Mitt Romney currently has a 49% to 45% edge over Barack Obama among middle-income voters, those whose annual household income is between $36,000 and $89,999. Romney has the same lead among upper-income voters, while Obama maintains a wide advantage among lower-income voters.
The results are based on Gallup Daily tracking of 2012 election preferences by demographic group, including more than 9,000 interviews with registered voters conducted between May 14 and June 3. During this period, Obama and Romney were tied at 46% among all registered voters.
Voting preferences by income group have been fairly well-established since Gallup began tracking the general election on April 11. Obama’s lead over Romney among low-income voters has ranged between 13 and 16 percentage points in each of the three-week rolling averages of the vote by demographic group that Gallup has reported since late April.

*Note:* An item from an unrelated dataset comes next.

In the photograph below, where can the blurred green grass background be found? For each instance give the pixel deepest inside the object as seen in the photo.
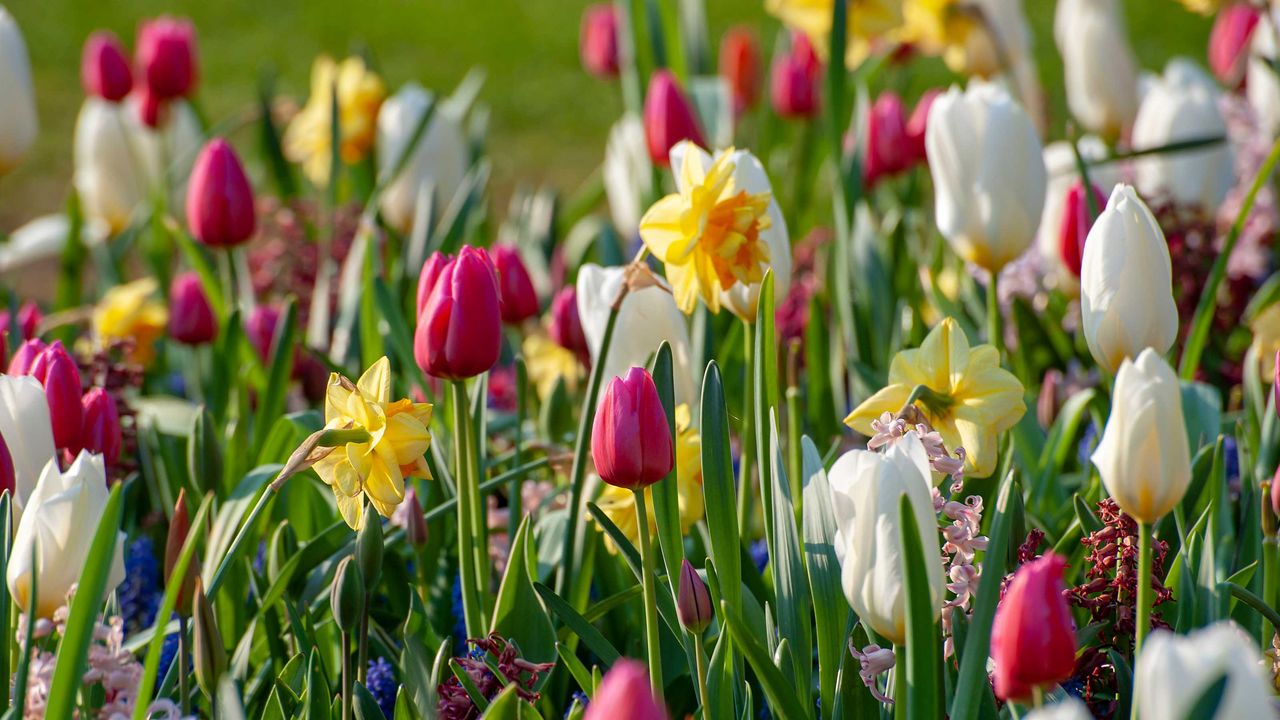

Meanwhile, Romney’s edge among middle-income voters has been between four and seven points, and among upper-income voters, between four and six points.
Romney, the wealthy former head of Bain Capital, has slightly greater appeal to the highest-income voters in Gallup’s data, those making $180,000 or more in annual income. This group has shown a 53% to 42% preference for Romney since mid-April, compared with 50% to 45% for Romney among those earning between $90,000 and $179,999.
Again, this is good news for Mitt Romney and the Republican Party.
If Obama loses the middle income folks, he is not going to be re-elected.The fact is there is greater voter participation among middle income voters than lower income ones.
It appears that Obama’s appeal is based more upon race, than winning the economic argument of “sharing the wealth around.”
Obama’s large lead among low-income voters overall is due to two factors. First, as the prior table shows, lower-income nonwhites prefer Obama to Romney by a 68-point margin, compared with smaller 55-point and 52-point margins among middle- and upper-income nonwhites, respectively. At the same time, Romney has a smaller lead among lower-income white voters (10 points) than among middle- (19 points) or upper-income white voters (14 points).
Second, and perhaps more importantly, nonwhites fall disproportionately into the lower-income group. Nearly half of nonwhites, 49%, report annual household incomes of less than $36,000. And 38% of those in the lower-income group are nonwhite, compared with 22% of those in the middle-income group and 17% in the upper-income group.
But, most importantly, Mitt Romney is leading among middle income and independent voters, a key demographic.
Though Romney’s edge among middle-income voters is similar to his lead among upper-income voters, in certain subgroups of middle-income voters he performs especially well. That includes middle-income independent voters, who right now prefer Romney by an eight-point margin, 48% to 40%. Obama leads among lower-income independents, and the two are tied among upper-income independents.
All in all, a good poll for Mitt Romney early in the race.
No wonder the odds makers at InTrade.com have seen Obama crater in recent trading.